MIT/2-clause BSD isn't exactly pages of boilerplate legalese, either.

------
jbellis
cached:
[http://74.125.47.132/search?q=cache:-Xe_P_DouNYJ:www.spearce...](http://74.125.47.132/search?q=cache:-Xe_P_DouNYJ:www.spearce.org/2010/02/the-
tragedy-of-eclipse-org.html+the+tragedy+of+eclipse.org&hl=en&gl=us&strip=1)

------
blasdel
It's like everything distasteful about the Apache Foundation, but amplified a
few orders of magnitude.

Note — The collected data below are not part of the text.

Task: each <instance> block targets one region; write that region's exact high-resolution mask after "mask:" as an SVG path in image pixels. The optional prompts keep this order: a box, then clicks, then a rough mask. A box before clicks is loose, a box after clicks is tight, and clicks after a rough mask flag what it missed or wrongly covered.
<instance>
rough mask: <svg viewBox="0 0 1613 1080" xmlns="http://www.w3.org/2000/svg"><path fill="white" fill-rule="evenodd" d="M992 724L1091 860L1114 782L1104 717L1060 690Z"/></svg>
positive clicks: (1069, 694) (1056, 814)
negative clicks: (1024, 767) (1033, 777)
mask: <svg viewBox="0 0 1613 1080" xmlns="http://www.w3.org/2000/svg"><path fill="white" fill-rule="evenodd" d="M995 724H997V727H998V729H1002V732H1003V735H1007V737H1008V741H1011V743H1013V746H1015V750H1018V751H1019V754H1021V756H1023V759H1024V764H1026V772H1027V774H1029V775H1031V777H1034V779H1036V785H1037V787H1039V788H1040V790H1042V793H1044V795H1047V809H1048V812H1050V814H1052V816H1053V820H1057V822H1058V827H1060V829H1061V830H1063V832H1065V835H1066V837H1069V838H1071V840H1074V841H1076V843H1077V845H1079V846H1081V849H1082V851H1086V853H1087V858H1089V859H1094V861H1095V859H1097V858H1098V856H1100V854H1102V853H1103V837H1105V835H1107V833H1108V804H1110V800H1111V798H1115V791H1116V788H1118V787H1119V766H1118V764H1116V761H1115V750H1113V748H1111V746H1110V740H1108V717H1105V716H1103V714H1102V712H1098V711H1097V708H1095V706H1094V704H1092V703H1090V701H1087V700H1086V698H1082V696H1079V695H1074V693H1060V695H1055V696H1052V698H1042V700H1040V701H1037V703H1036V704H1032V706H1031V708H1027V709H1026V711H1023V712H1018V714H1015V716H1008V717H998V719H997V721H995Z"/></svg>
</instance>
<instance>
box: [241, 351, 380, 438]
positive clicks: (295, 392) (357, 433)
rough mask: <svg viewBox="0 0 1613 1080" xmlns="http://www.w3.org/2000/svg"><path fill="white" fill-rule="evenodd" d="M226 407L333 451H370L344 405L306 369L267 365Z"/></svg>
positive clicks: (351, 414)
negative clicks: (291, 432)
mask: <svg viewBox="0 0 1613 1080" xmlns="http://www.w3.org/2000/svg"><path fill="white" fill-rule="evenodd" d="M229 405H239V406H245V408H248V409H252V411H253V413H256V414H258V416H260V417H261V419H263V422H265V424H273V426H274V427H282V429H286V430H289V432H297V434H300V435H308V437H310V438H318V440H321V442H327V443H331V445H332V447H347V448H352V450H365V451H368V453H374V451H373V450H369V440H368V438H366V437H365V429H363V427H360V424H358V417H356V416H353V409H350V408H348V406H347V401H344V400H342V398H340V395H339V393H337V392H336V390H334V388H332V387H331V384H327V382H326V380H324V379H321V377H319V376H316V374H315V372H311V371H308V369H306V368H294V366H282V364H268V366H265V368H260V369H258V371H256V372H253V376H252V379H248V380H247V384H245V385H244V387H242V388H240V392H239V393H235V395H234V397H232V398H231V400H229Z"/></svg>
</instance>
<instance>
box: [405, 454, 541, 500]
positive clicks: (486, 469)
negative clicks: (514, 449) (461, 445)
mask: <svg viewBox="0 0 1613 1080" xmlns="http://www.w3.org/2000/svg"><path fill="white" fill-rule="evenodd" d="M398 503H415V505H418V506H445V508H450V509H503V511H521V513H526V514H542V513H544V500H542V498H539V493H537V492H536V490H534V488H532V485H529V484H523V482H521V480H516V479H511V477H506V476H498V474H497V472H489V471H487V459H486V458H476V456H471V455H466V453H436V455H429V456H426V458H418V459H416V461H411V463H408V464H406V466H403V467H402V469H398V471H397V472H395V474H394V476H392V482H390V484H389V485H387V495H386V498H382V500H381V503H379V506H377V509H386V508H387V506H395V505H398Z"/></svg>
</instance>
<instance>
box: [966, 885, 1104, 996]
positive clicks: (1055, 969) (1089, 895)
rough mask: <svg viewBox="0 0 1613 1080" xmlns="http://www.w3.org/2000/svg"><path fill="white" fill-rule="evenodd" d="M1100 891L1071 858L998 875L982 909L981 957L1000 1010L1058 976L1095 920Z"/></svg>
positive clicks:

Not surprising since the same corporate goons (IBM)
are at the helm, except that this time around they're the founders and
original contributors, not just filling a vacuum capitalizing on an existing
project.

------
maigret
Corps will never invest money in a software that they can't use, or worse can
get sued millions for IP violation. IP validation is relevant, and it's
probably a lot of work for the reviewers too. Software development isn't what
it was in the sixties, and looking at the Eclipse worldwide use & acceptance,
this process seems to pretty successful.

------
tzs
One of his complaints is that discussions concerning the legal status of
contributions takes place in private, rather than on the public mailing lists.

This seems quite reasonable to me. Discuss whether or not some piece of code
infringes a patent, say, in a medium that leaves an easily searchable public
record, and you are practically begging the patent owner to come ask you to
license the patent.